Wirtschaftliche Interessen versus Neutralität
Im Umgang mit der Ukraine-Krise könnten sich Konflikte ergeben. Der potenzielle zukünftige EU-Kommissionspräsident hat sich hier klar positioniert: Sollte Russland sich nicht um eine Entspannung der Lage bemühen, treten vonseiten Europas weitere Wirtschaftssanktionen in Kraft. Speziell Finanzströme von und nach Russland will Juncker verschärft ins Visier nehmen. Zwar hat auch die Schweiz schon Massnahmen gegen Russland ergriffen - hier kollidieren allerdings wirtschaftliche Interessen mit der Neutralität.
Arbeitsmarktpolitisch betrachtet könnte man beim Thema Jugendarbeitslosigkeit konform gehen, deren Senkung auch ein erklärtes Ziel des Luxemburgers ist. Allerdings hat die Schweizer Bevölkerung Mitte Mai einen gesetzlichen Mindestlohn von 22 Franken pro Stunde mit 76,3 Prozent der Stimmen abgelehnt. Angemessene Bezahlung ist für Jean-Claude Juncker christlich-soziale Grundüberzeugung. 20 der 28 EU-Mitgliedsstaaten haben sich bisher für Mindestlöhne entschieden, Juncker fordert dies für alle EU-Staaten. Steht die Schweiz dann also mit ihrer ablehnenden Haltung im Abseits?

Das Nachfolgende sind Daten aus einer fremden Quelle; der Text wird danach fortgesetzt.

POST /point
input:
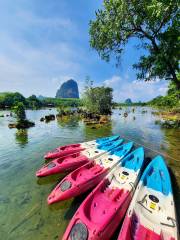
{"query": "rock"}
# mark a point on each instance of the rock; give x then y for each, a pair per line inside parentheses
(103, 119)
(22, 124)
(4, 199)
(128, 101)
(42, 119)
(125, 114)
(68, 89)
(12, 125)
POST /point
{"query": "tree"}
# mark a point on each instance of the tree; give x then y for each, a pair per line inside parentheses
(19, 110)
(34, 102)
(97, 99)
(154, 22)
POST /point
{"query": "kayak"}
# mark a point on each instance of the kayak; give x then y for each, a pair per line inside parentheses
(73, 161)
(151, 215)
(88, 175)
(73, 148)
(101, 212)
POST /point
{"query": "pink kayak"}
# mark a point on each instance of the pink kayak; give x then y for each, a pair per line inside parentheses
(73, 161)
(89, 175)
(151, 214)
(74, 148)
(101, 212)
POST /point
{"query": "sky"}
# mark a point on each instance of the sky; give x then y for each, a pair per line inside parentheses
(46, 42)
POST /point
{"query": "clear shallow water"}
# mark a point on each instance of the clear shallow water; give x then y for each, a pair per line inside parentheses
(24, 213)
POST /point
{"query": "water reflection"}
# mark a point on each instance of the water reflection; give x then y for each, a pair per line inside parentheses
(21, 137)
(19, 186)
(66, 121)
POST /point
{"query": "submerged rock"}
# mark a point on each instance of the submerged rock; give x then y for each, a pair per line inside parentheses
(4, 199)
(68, 89)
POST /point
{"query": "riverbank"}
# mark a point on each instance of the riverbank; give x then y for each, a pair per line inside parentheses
(170, 118)
(21, 154)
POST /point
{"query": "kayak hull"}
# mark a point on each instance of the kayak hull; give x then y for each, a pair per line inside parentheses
(63, 164)
(103, 210)
(151, 214)
(89, 175)
(63, 151)
(132, 229)
(74, 148)
(75, 160)
(114, 211)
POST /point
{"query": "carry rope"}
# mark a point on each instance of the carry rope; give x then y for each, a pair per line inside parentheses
(156, 151)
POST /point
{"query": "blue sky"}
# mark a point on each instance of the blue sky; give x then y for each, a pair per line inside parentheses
(45, 42)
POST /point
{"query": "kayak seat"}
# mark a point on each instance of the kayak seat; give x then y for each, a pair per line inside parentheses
(156, 176)
(61, 159)
(134, 160)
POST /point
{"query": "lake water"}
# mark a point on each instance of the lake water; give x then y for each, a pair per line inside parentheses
(24, 213)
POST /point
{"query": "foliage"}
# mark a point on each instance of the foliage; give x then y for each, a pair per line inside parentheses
(33, 102)
(154, 22)
(8, 99)
(62, 102)
(98, 99)
(171, 100)
(19, 110)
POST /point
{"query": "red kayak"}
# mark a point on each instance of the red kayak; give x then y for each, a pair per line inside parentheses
(74, 148)
(88, 176)
(102, 211)
(73, 161)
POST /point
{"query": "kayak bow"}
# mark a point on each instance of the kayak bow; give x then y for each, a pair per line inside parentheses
(73, 161)
(151, 215)
(101, 212)
(88, 175)
(74, 148)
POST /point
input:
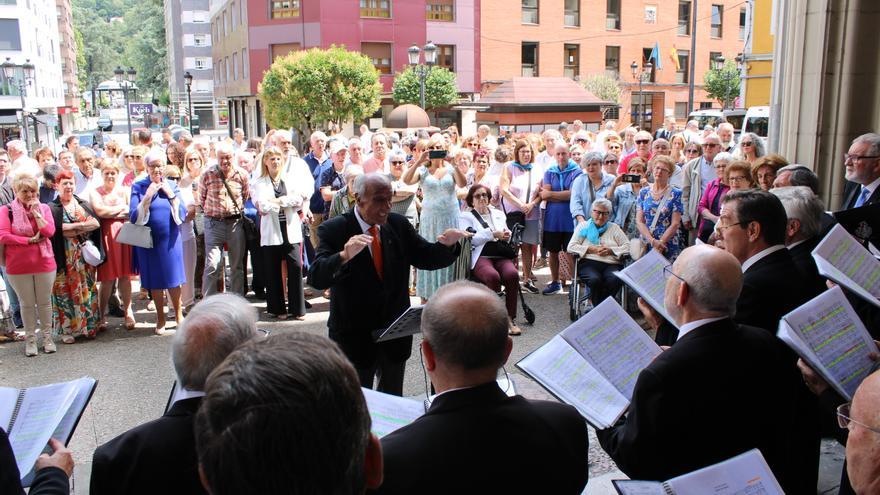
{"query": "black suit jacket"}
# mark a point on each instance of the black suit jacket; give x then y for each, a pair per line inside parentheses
(361, 302)
(707, 399)
(472, 440)
(155, 457)
(47, 481)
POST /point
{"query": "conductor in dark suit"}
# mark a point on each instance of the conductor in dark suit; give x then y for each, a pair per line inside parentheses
(862, 172)
(160, 456)
(707, 398)
(364, 259)
(472, 431)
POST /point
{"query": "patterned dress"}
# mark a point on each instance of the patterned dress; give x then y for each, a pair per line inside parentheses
(650, 209)
(75, 293)
(439, 212)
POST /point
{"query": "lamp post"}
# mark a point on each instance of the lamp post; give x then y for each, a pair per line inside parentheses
(27, 76)
(126, 85)
(187, 79)
(646, 70)
(422, 70)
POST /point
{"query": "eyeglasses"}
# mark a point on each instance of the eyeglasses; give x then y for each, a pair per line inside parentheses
(844, 419)
(847, 157)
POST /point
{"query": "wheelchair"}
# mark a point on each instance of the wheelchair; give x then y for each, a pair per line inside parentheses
(579, 292)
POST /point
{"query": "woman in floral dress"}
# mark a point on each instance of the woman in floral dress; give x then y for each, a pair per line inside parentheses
(75, 298)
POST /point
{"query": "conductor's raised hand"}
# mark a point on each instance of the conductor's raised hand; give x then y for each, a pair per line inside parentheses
(451, 236)
(355, 245)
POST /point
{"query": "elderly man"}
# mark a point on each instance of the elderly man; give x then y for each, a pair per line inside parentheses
(697, 403)
(862, 172)
(473, 429)
(378, 162)
(222, 192)
(364, 259)
(802, 233)
(160, 456)
(696, 175)
(643, 151)
(286, 415)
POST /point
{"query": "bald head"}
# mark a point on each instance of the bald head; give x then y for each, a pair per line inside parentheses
(714, 280)
(466, 326)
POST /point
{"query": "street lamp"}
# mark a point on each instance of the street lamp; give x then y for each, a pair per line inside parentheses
(646, 71)
(27, 70)
(187, 79)
(126, 86)
(422, 70)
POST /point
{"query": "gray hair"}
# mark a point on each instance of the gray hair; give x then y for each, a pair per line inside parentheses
(801, 175)
(603, 203)
(800, 203)
(873, 139)
(210, 332)
(360, 184)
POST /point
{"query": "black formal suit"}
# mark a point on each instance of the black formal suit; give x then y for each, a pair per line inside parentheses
(155, 457)
(361, 302)
(851, 192)
(708, 398)
(47, 481)
(479, 440)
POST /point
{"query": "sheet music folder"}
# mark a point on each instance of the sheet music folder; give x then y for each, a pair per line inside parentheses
(409, 323)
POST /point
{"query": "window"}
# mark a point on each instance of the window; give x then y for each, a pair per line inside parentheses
(10, 37)
(529, 59)
(440, 10)
(530, 11)
(572, 61)
(446, 56)
(612, 18)
(572, 13)
(717, 18)
(380, 55)
(612, 60)
(284, 8)
(684, 17)
(376, 8)
(684, 63)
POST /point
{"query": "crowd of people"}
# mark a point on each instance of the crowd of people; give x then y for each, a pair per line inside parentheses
(361, 221)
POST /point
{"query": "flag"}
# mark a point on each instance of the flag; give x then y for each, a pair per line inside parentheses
(655, 55)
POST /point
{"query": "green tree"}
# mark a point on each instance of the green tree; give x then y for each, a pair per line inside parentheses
(723, 85)
(440, 87)
(308, 88)
(604, 86)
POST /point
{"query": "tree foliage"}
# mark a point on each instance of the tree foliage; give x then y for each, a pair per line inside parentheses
(441, 88)
(308, 88)
(723, 85)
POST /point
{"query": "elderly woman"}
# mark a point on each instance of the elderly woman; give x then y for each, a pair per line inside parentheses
(75, 291)
(491, 258)
(764, 170)
(710, 202)
(602, 245)
(625, 195)
(440, 209)
(110, 201)
(520, 187)
(750, 148)
(594, 183)
(278, 202)
(25, 229)
(660, 208)
(155, 202)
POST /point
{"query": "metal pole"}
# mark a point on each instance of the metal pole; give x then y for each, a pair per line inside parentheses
(693, 57)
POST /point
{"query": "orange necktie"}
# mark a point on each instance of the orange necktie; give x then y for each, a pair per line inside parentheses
(376, 246)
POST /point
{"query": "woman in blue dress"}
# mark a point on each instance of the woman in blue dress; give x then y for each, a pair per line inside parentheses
(155, 203)
(659, 210)
(440, 211)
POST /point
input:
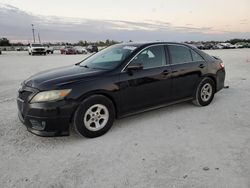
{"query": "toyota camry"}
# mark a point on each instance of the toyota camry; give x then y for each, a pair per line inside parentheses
(120, 80)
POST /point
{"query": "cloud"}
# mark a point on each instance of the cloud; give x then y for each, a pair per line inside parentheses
(16, 25)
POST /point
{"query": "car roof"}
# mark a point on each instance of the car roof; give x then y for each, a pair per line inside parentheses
(144, 44)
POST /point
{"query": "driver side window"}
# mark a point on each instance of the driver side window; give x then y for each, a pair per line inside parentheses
(151, 57)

Abzuwarten bleibt, was es mit der von Juncker geplanten "Europäisierung" von Datenschutz und Urheberrecht auf sich hat. Auf einem EU-Gipfel in Brüssel hatte er sich im Oktober 2013 für "minimale Umgangsformen" ausgesprochen, auf die man sich mit den Amerikanern einigen müsse. Zwar hat die Schweiz in der Vergangenheit viele EU-Regeln analog übernommen, gerade die Datenschutz- und Urheberrechtsbestimmungen sind hierzulande aber weniger streng. Ob Junckers Position eine Initiative von Schweizer Künstlern rund um DJ Bobo, die sich für strengere Bestimmungen stark machen, unterstützen kann, wird sich zeigen.
Schwierige Ausgangsposition für die Schweiz
Seine Prioritäten als Kommissionspräsident hat Jean-Claude Juncker jedenfalls formuliert: Wachstum, Beschäftigung, digitaler Binnenmarkt und die Stärkung der Wirtschafts- und Währungsunion, eine europäische Energieunion, ein ausgewogenes Handelsabkommen mit den USA und die Antwort auf die britische Frage: Wie viel darf Brüssel London vorschreiben?
Wo die Anknüpfungspunkte für die Schweiz liegen, muss sich weisen. Aktuell sind wir mit der EU in einem rund 120 Abkommen starken Netzwerk verflochten, dessen Basis 1972 mit dem Freihandelsabkommen gelegt wurde. Über neue Abkommen - etwa eine Teilnahme am Binnenmarkt für Elektrizität oder die Revision des Zinsbesteuerungsabkommens - wurde schon gesprochen, zumindest das geplante Energieabkommen ist aber vorläufig auf Eis gelegt. Der Schweiz stehen wohl schwierige Verhandlungen bevor.